As we walked along the paths in Curtis Prairie that lead south and west, we encountered pockets of wet areas. There we saw several stands of willow and areas where clumps of tussock sedge (Carex stricta) were growing. Also in these areas we saw the thick purplish-red stemmed plant Angelica (Angelica atropurpurea). It was nearing the end of its bloom time. Flowers are small greenish-yellow, but showy in round umbels (a similar pattern to the common milkweed).

Another interesting thing we noticed as we walked these paths was a seemingly healthy vole population in the prairie. At least six voles crossed in clear view scurrying along the paths in front of us during our hour-and-a-half walk. Voles are small rodents that grow to 3–5 inches. They have dark brown short hair and look a bit like mice, with less prominent ears and rounder or stouter bodies. They can reach adult size in about a month, and may have 5 to 10 litters per year. They build tunnels and burrow through the soil, feeding on all the bountiful roots and rhizomes abundant in the prairie. They will also eat a variety of nuts, fruits, and seeds, and will scavenge on dead animals.

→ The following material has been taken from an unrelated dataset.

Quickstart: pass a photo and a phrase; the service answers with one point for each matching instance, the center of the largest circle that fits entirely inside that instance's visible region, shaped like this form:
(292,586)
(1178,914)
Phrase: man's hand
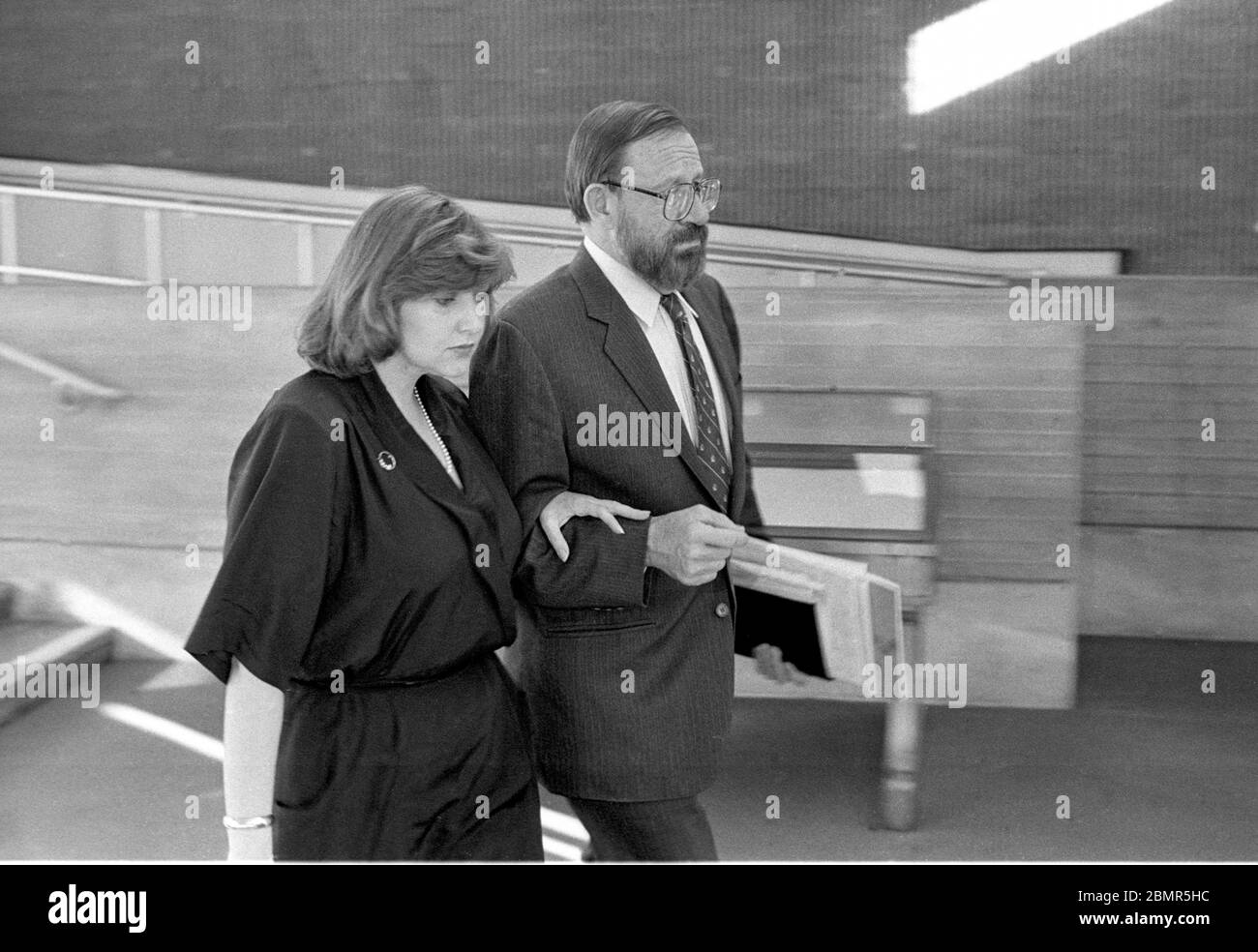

Voles can girdle small trees and ground cover, much like a porcupine. This girdling can easily kill young plants and is not healthy for trees or other shrubs. However, like other burrowing insects and animals, they play their part in the overall health of the ecosystem by breaking up the soil and distributing nutrients.

Along the edges of the prairie we often see red-tailed hawks and owls. I was expecting one of their favorite foods—voles—to draw some out today. But we didn’t hear or see any today. We did hear field sparrows, a common yellow-throat, and a catbird, and saw barn and tree swallows and a downy woodpecker.

In the drier spots of the prairie we saw the final blooms of tall beard-tongue (Penstemon digitalis). Also in bloom were black-eyed Susans (Rudbeckia hirta), some fairly large stands of pale purple coneflowers (Echinacea pallida), and smaller patches of downy phlox (Phlox pilosa).

Joe-Pye-weed (Eutrochium maculatum), pale Indian plantain (Arnoglossum atriplicifolium), prairie rose (Rosa arkansana), elderberry (Sambucus canadensis) and sumac (Rhus glabra) were abundant along the edges and in the shaded oak savanna areas around Curtis Prairie.

This is the time of the year when each week there are many species coming into bloom in the prairies—so be sure to come out and enjoy the show!